25 March 2004 6:01 PM

the place is feeling a lot fresher today, my furniture's on about it's sixth arrangement incarnation since moving here and i'm rather fond of what i've come up with. pictured above is the busy part of the room, aside from a single table not in the frame, the rest of the room is as bare as i like it. in 640x480, the cats' project on the sofa arm is clearly visible, which is a shame as not only is it the comfiest couch in history, the colour matches the giant rocket tumbler filled with stuffed animals in the corner. the speakers also sound hella hot in their current position, and you'll notice they're off the stands and back on the floor where they belong.

i set out for a walk today quite purposefully slightly underdressed for today's winds and cloudy skies, dressed enough not to freeze but not enough to protect me from feeling very much alive. it's all about embracing a cloudy day, or so i'd have you believe, and now that i'm back indoors i feel all brisk and my skin is slightly flushing under incandescent light.

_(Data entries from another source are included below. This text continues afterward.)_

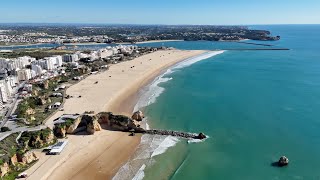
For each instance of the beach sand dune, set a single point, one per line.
(99, 156)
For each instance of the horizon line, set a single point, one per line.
(142, 24)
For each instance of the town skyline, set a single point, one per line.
(231, 12)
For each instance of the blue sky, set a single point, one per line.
(217, 12)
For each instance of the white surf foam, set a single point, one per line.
(154, 145)
(140, 173)
(153, 90)
(164, 145)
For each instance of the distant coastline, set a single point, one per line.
(117, 99)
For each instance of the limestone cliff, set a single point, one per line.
(4, 169)
(138, 116)
(37, 139)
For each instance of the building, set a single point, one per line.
(37, 69)
(70, 58)
(49, 63)
(3, 93)
(24, 74)
(58, 61)
(103, 53)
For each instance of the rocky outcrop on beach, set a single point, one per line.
(16, 161)
(138, 116)
(283, 161)
(92, 123)
(37, 139)
(27, 157)
(118, 122)
(176, 134)
(73, 126)
(84, 122)
(4, 169)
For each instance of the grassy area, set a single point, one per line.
(8, 147)
(19, 169)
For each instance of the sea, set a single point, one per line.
(254, 105)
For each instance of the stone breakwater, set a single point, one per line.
(186, 135)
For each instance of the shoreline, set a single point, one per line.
(77, 161)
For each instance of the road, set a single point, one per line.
(3, 135)
(9, 112)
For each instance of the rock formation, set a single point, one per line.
(37, 139)
(28, 157)
(138, 116)
(14, 160)
(71, 129)
(118, 122)
(30, 111)
(92, 123)
(4, 169)
(201, 136)
(283, 161)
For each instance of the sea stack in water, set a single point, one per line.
(283, 161)
(201, 136)
(138, 116)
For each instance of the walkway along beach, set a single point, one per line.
(99, 156)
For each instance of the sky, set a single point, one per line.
(211, 12)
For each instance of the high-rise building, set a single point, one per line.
(36, 69)
(3, 92)
(24, 74)
(70, 58)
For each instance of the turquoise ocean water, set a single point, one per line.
(255, 105)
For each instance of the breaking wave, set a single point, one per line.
(150, 93)
(154, 145)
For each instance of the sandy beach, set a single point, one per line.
(142, 42)
(99, 156)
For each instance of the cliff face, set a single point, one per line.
(84, 122)
(92, 123)
(37, 139)
(138, 116)
(16, 160)
(119, 122)
(27, 157)
(74, 125)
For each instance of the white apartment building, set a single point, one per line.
(103, 53)
(70, 58)
(3, 93)
(24, 74)
(36, 69)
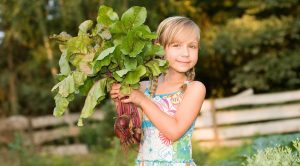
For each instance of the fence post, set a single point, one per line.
(214, 121)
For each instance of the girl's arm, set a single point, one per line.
(173, 127)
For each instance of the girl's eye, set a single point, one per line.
(175, 45)
(193, 46)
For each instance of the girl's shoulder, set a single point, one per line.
(144, 85)
(195, 87)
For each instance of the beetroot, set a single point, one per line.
(128, 124)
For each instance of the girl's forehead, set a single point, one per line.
(186, 35)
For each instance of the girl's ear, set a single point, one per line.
(156, 42)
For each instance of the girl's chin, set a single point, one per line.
(182, 70)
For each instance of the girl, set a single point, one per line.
(172, 102)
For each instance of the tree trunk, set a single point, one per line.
(12, 89)
(46, 41)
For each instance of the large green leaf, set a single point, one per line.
(122, 72)
(105, 53)
(78, 45)
(134, 16)
(155, 66)
(95, 95)
(130, 63)
(153, 49)
(133, 77)
(79, 78)
(98, 64)
(85, 26)
(61, 105)
(106, 16)
(71, 83)
(64, 64)
(66, 86)
(144, 32)
(132, 45)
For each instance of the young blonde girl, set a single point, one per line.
(171, 103)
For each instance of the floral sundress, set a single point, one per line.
(156, 149)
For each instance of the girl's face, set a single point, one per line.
(182, 53)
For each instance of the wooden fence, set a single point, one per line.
(218, 123)
(263, 114)
(38, 131)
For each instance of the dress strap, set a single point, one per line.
(187, 82)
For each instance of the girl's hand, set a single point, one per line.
(136, 97)
(115, 92)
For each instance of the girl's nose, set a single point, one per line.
(185, 51)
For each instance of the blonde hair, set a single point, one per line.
(166, 31)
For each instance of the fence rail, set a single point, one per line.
(218, 124)
(272, 113)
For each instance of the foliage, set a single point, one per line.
(113, 50)
(252, 47)
(284, 156)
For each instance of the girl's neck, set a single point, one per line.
(173, 77)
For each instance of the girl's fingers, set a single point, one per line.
(125, 100)
(114, 92)
(114, 96)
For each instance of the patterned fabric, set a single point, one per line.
(155, 148)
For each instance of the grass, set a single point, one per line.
(16, 154)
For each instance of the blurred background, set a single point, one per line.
(244, 45)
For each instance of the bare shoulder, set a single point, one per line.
(144, 85)
(196, 87)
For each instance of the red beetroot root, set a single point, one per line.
(127, 125)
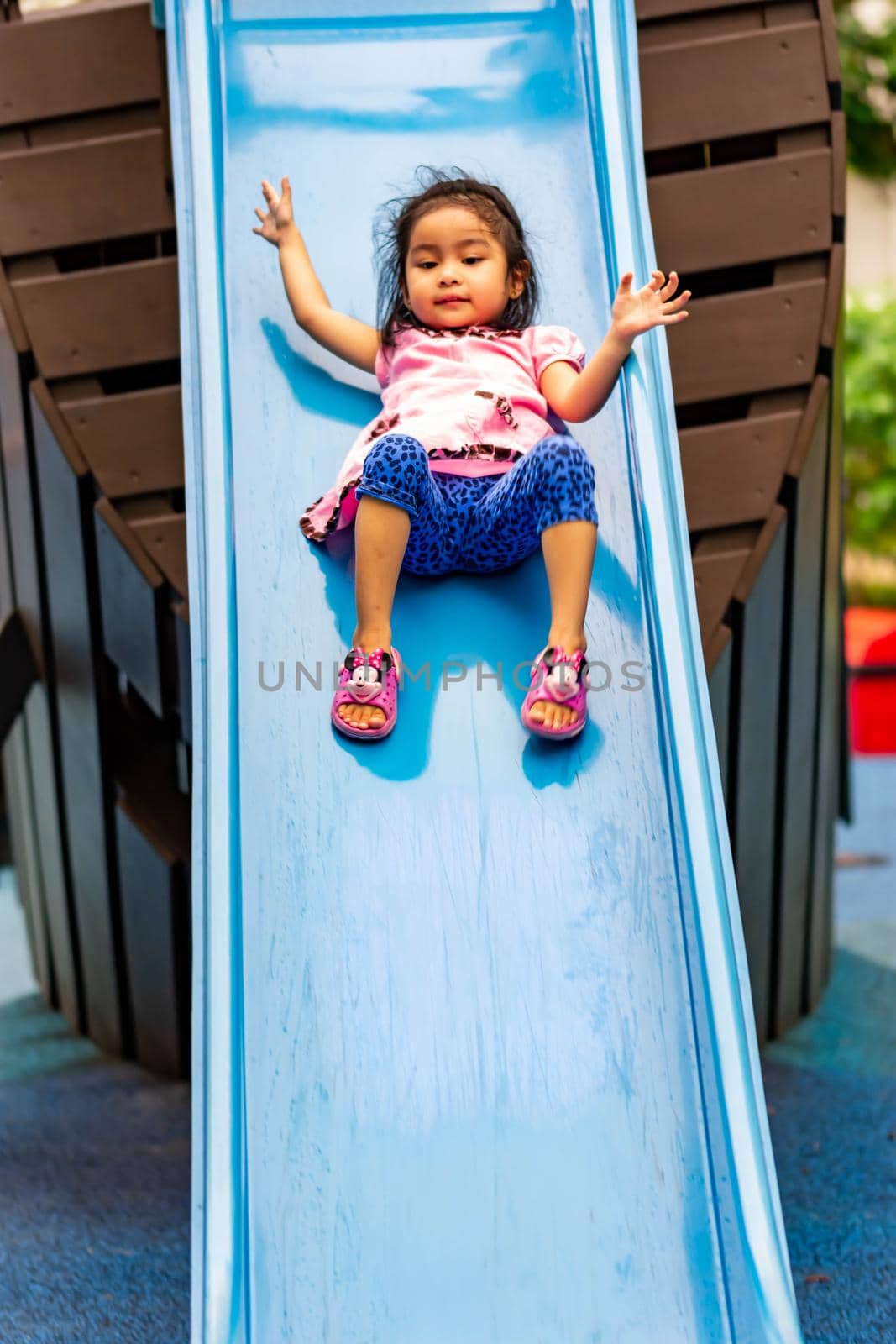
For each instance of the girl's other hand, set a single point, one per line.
(653, 306)
(278, 221)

after three days away from work, i'm feeling a much greater claim on my humanity and personhood. i feel centred, i feel real again, i'm feeling once more like i live on the same planet as the rest of the folks in my world. it's only from this side that i get a true idea of how much my job is affecting my sense of self these days, i guess it's just that i've learned depersonalization as a coping skill of late, and it's been harder and harder on off-hours to bounce back.

in the last three days i've managed to get on top of my personal space, spent both fun and creative time with davin, accumulated hours of quality time with my cats, had a few long phone conversations where i felt actually present, gone for a few great walks, and read big chunks of the books i've been trying to read for months. as i mentioned in my last post, i'd honestly forgotten what it feels like to feel like this every day, and with a more regular schedule and more rewarding career, it didn't used to take days off in a row for me to feel this way.

almost a year ago, when i got my last promotion, i can honestly say i was really enjoying my job. i was at a better location for a little over a month for training, and not only that, it actually felt like i was going somewhere. it was in my dull confession to myself last fall that i realized that where i am, i don't want to go any further, and that really put a name to the discontentment i'd been feeling for some months prior. i can't really disparage the company i work for, it offers opportunity for those who really ache for it. having lost the ache, however, i can't say there's many days within which i have the fun and get the rewards i used to find there.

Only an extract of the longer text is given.